Cette rencontre avec le nègre a lieu dans un cadre spatio-temporel très précis. C'est le passage d'un lieu a un autre : les personnages quittent un monde merveilleux pour aller à Surinam et font une rencontre fortuite aux abords de la ville. Cette rencontre aura des conséquences dans le récit et dans le cheminement de Candide.
- Tout d'abord, Voltaire fait le portrait d'un homme déshumanisé et le présente dans une position et situation d'homme humilié : "un nègre étendue par terre".

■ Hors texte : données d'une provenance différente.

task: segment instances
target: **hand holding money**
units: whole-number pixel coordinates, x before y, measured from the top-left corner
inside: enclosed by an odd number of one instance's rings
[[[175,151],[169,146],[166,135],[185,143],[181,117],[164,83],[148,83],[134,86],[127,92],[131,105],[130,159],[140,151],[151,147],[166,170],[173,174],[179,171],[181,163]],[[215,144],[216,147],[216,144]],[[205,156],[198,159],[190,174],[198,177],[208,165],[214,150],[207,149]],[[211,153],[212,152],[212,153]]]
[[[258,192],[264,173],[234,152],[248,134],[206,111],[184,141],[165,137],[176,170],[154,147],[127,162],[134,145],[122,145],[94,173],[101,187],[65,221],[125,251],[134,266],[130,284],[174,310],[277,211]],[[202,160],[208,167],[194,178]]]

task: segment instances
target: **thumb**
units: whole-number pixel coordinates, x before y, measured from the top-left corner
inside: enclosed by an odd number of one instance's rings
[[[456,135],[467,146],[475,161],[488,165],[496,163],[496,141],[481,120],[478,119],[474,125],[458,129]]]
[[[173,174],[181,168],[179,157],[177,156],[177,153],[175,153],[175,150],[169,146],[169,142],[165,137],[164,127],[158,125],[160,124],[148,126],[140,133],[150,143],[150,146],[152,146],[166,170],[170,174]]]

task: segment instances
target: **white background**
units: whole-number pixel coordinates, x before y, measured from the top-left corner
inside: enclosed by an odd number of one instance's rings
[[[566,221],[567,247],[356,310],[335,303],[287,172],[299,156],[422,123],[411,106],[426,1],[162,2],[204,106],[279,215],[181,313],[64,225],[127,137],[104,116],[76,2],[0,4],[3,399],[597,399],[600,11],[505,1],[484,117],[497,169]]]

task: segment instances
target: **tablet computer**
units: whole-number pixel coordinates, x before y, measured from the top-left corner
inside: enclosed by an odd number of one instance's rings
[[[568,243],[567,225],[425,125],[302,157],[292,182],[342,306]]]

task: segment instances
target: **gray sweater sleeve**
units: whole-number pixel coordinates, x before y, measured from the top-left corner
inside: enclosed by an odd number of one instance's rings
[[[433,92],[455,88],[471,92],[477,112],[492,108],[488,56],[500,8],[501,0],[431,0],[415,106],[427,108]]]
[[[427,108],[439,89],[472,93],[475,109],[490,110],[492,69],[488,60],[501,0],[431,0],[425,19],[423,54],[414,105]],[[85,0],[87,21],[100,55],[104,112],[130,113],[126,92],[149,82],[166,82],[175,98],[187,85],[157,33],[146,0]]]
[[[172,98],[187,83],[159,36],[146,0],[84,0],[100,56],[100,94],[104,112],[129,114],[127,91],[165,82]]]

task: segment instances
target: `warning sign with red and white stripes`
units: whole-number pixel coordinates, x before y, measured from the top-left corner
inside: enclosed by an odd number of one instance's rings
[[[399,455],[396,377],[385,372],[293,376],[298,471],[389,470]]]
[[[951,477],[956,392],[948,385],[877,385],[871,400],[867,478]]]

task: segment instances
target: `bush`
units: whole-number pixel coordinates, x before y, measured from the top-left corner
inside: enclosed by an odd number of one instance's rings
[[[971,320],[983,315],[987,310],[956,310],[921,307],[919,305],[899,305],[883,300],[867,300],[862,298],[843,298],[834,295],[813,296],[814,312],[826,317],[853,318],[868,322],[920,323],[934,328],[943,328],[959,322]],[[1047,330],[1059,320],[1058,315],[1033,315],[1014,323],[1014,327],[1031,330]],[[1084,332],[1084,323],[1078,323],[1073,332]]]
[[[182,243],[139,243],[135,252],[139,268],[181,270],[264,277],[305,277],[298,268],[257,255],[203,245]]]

- Ce nègre est réduit à des parts physiques de lui-même qui ont été amputées : "la jambe gauche et la main droite". Il a perdu son intégrité corporelle.
- Cette présentation sous le mode de l'amputation est faite pour suggérer l'horreur qui va être justifiée par le nègre dans les expressions parallèles "on nous coupe la main" et "on nous coupe la jambe" avec la répétition du verbe "couper" pour insister sur les horreurs que l'esclave a subi (...)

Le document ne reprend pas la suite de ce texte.